# Bonsai trees...



## fleabilly (20 Mar 2013)

This winter I have been trying to source out dead bonsai to make moss trees. But the bonsai people do not take kindly to the idea. O at least not willing to admit that they are in possession of any. I found one on the stoop of a house in the fall, and built it out, and it has grown in nicely...




But I figured that I should just try to make one myself.
I built a wire armature and then covered it in hot glue (a type which I had researched as being safe for fish) it has been a real satisfying procedure. 

This is a Tim burton style tree that need to be shaped down and painted...




And this weekend I built a small cascading bonsai for a very small shrimp tank I am currently setting up via DSM.



It may not work, but I chopped the java moss really fine and added a bit of yoghurt and painted it on the branches for two weeks in the hopes that it will attach. (Daily misting) if it doesn't then I can do it the more traditional way. (Fingers crossed)

R


Sent


----------



## LondonDragon (20 Mar 2013)

I quite like this idea:


----------



## plantbrain (23 Mar 2013)

Damn good job, I think you are on to something, make them and sell them.


----------



## plantbrain (23 Mar 2013)

LondonDragon said:


> I quite like this idea:




Should use a bald Cypress or a Mangrove etc. Elms are okay, but would not survive long term.
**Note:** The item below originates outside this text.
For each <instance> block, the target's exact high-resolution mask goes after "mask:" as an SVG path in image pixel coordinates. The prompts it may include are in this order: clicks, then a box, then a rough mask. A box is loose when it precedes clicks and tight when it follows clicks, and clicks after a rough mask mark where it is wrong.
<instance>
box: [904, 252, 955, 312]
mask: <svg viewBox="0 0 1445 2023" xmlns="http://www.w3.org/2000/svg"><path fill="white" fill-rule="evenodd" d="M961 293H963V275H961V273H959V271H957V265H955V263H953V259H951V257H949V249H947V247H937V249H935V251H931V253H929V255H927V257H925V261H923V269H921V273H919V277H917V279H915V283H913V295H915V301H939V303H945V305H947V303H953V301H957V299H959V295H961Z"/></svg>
Unless the tank water is isolated from the soil, they need drainage.


----------



## NanoJames (23 Mar 2013)

In the video, is that a massive carpet of HC? It must be hell to keep moist if it is...


----------



## fleabilly (23 Mar 2013)

Yes that is lovely. 
But I thought bonsai needs winter and dormant periods.


----------



## plantbrain (25 Mar 2013)

No, not all bonsai require this, many elms are fairly tough, I grow mine outside, but Ficus and many other species are good for indoor culture.

HC will grow as a ground cover outside in CA, USA on my bonsai pots, they get watered daily, but the humidity is much less here than the UK.
Think middle of Spain in August.


----------



## Nathaniel Whiteside (25 Mar 2013)

plantbrain said:


> No, not all bonsai require this, many elms are fairly tough, I grow mine outside, but Ficus and many other species are good for indoor culture.
> 
> HC will grow as a ground cover outside in CA, USA on my bonsai pots, they get watered daily, but the humidity is much less here than the UK.
> Think middle of Spain in August.



I don't want to think middle of spain in august, when theres snow outside


----------



## Likuid300 (20 May 2013)

About a year ago, I started a Bonsai with riccia on this tree. Recently, I've grown tired of constantly skimming it from the surface and netted some Peacock moss on it. So far so good, it seems to hold very well and looks more tree like.


----------